Have you ever heard of the phrase “Do not feed the troll”? If not, you are either not working in social media or you are lucky enough to be under their radar. Most clients we work with encounter trolls from time to time, which is why we ant to share our troll the trolls 101.
What is a troll?
A troll is someone who participates in your social community in a disturbing way. Your social community is your digital platforms.
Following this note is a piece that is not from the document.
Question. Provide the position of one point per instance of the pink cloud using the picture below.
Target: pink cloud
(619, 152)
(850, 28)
This can be a fan on Facebook, a LinkedIn member – anyone who has access to your posts or tweets and an account on the respective platform.
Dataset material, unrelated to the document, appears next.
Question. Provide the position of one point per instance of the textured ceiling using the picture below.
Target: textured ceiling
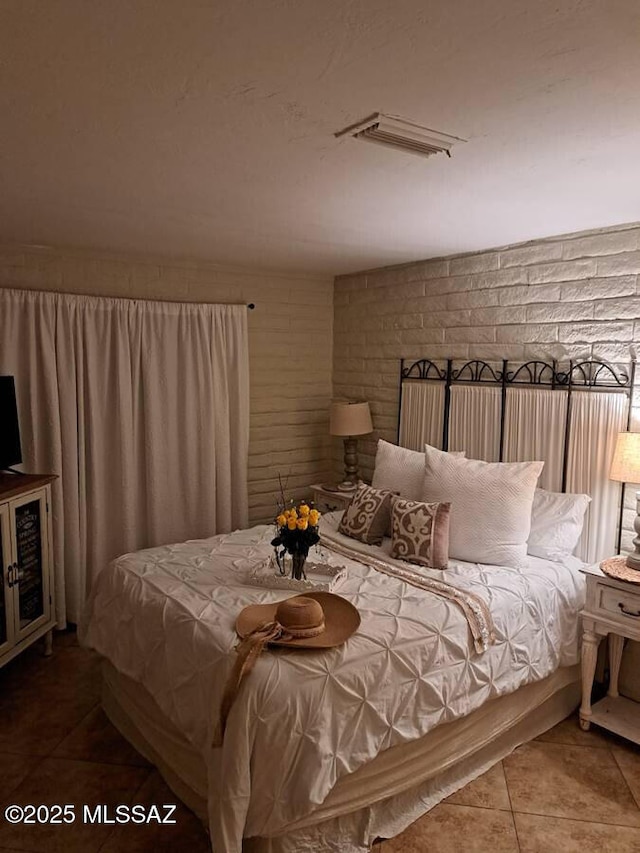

The term troll derives from a practice in fishing where you pull a hook and line through the water, hoping for prey to bite.
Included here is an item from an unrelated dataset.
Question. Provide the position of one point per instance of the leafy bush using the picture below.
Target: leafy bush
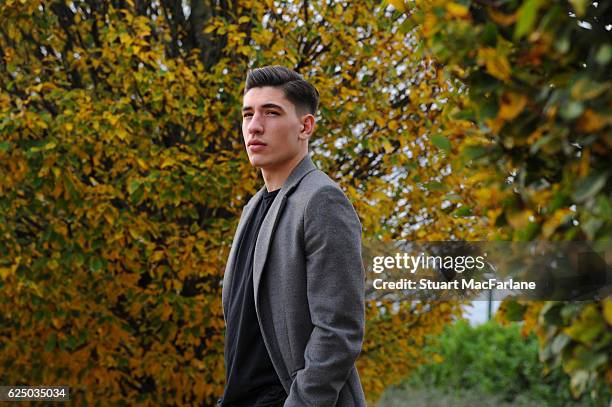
(496, 360)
What makes these users trolls is that they start or join a conversation and – no matter how hard you try to keep it professional and polite – deliberately disrupt the communication flow by starting arguments for the sake of being annoying.
What is their motivation?
Trolls can have different reasons to engage with you. It can be a dissappointing customer experience with your brand, a personal vendetta, sheer boredom or an unprofessional competitor in need of attention or funding. No matter what the reasons might be, trolls generally seek attention. Their intention is to cause trouble or harm instead of constructive discourse, which sets them apart from e.g. disappointed customers just trying to be heard.
How can you handle a troll?
This is a tough one. As a rule of thumb, we recommend to stay calm at first. Do not delete comments unless they are clearly below the line. Ignore these comments and wait. If the troll does not stop without you giving him any reason to harrass you, try to lead them off your platforms. This can be a direct message, an email, a call – you name it. Just try to calm them down, find out what the actual problem is and get it solved. And please – by all means – try to stay diplomatic, meet them with kindness and take them seriously. They might turn into customers or brand advocates after all.
What if nothing helps?
Some trolls do not want to settle an argument. they want to keep it up and public. Legal point of view aside (you can definitely be sued for trolling resp. for your statements in case they are unlawful), social networks have mechanisms in place that allow you to handle a troll. You can delete comments, block the trolls, report them so they get ultimately kicked off the platform (and thus their stage).
How to really troll the trolls
No matter what you do – if you really want to troll the trolls you should not feed them to give them public space. Ignore them patiently until they are shut off by either the platform, your lawyers or the community itself.